Une nouvelle approche de la vision par ordinateur, fondée sur le « bon sens », permet à l’intelligence artificielle d’interpréter les scènes avec plus de précision que les autres systèmes. Les systèmes de vision par ordinateur font parfois des déductions sur une scène qui vont à l’encontre du bon sens. Avec le déploiement du même système sur une voiture autonome, par exemple, les enjeux deviennent beaucoup plus importants.

œil de robot

Pour surmonter ces erreurs, les chercheurs du MIT ont mis au point un cadre qui aide les machines à voir le monde comme les humains. Leur nouveau système d’intelligence artificielle apprend à percevoir les objets du monde réel. Les chercheurs ont construit le cadre en utilisant la programmation probabiliste, une approche basée sur la technologie de l’IA.

Celle-ci permet au système de recouper les objets détectés avec les données d’entrée. L’inférence probabiliste lui permet de déduire si les non-concordances sont probablement dues au bruit ou à des erreurs dans l’interprétation de la scène.

Quels avantages avec la garantie de bon sens ?

Cette garantie de bon sens permet au système de détecter et de corriger de nombreuses erreurs. Ces erreurs affectent les approches d’apprentissage profond, également utilisé pour la vision par ordinateur. La programmation probabiliste permet aussi de déduire les relations de contact possibles entre les objets de la scène. Elle offre même la possibilité de déduire les positions précises des objets.

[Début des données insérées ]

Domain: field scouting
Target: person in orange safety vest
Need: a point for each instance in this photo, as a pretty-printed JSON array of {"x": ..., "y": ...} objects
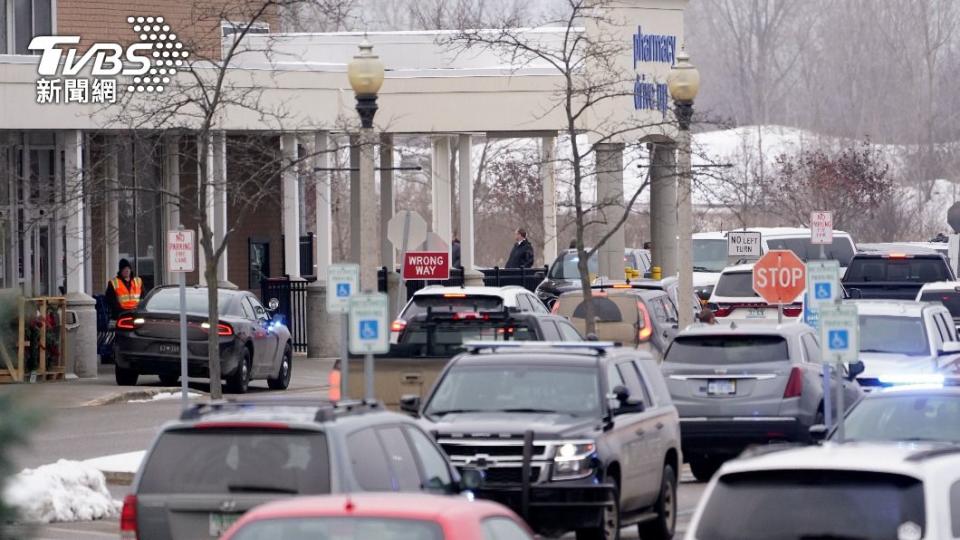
[{"x": 123, "y": 291}]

En plus d’améliorer la sécurité des voitures à conduite autonome, ces travaux pourraient aider dans les performances des systèmes de perception informatique. Cette recherche sera présentée à la conférence sur les systèmes de traitement de l’information neuronale de ce mois de décembre.

Une explosion du passé

Les chercheurs se sont inspirés d’un concept datant des premiers jours de la recherche en IA. Si l’infographie se concentre sur la génération d’images basées sur la représentation d’une scène, la vision par ordinateur peut être considérée comme l’inverse de ce processus. Gothoskar et ses collaborateurs ont rendu cette technique plus facile à apprendre et à mettre à l’échelle.

« La programmation probabiliste nous permet d’écrire nos connaissances sur certains aspects du monde d’une manière qu’un ordinateur peut interpréter. »

M. Cusumano-Towner

Dans ce cas, le modèle est encodé avec des connaissances préalables sur les scènes 3D. Par exemple, 3DP3 « sait » que les scènes sont composées de différents objets, et que ces objets sont souvent posés à plat les uns sur les autres. Cependant, ils ne sont pas toujours dans des relations aussi simples. Cela permet au modèle de raisonner sur une scène avec plus de bon sens.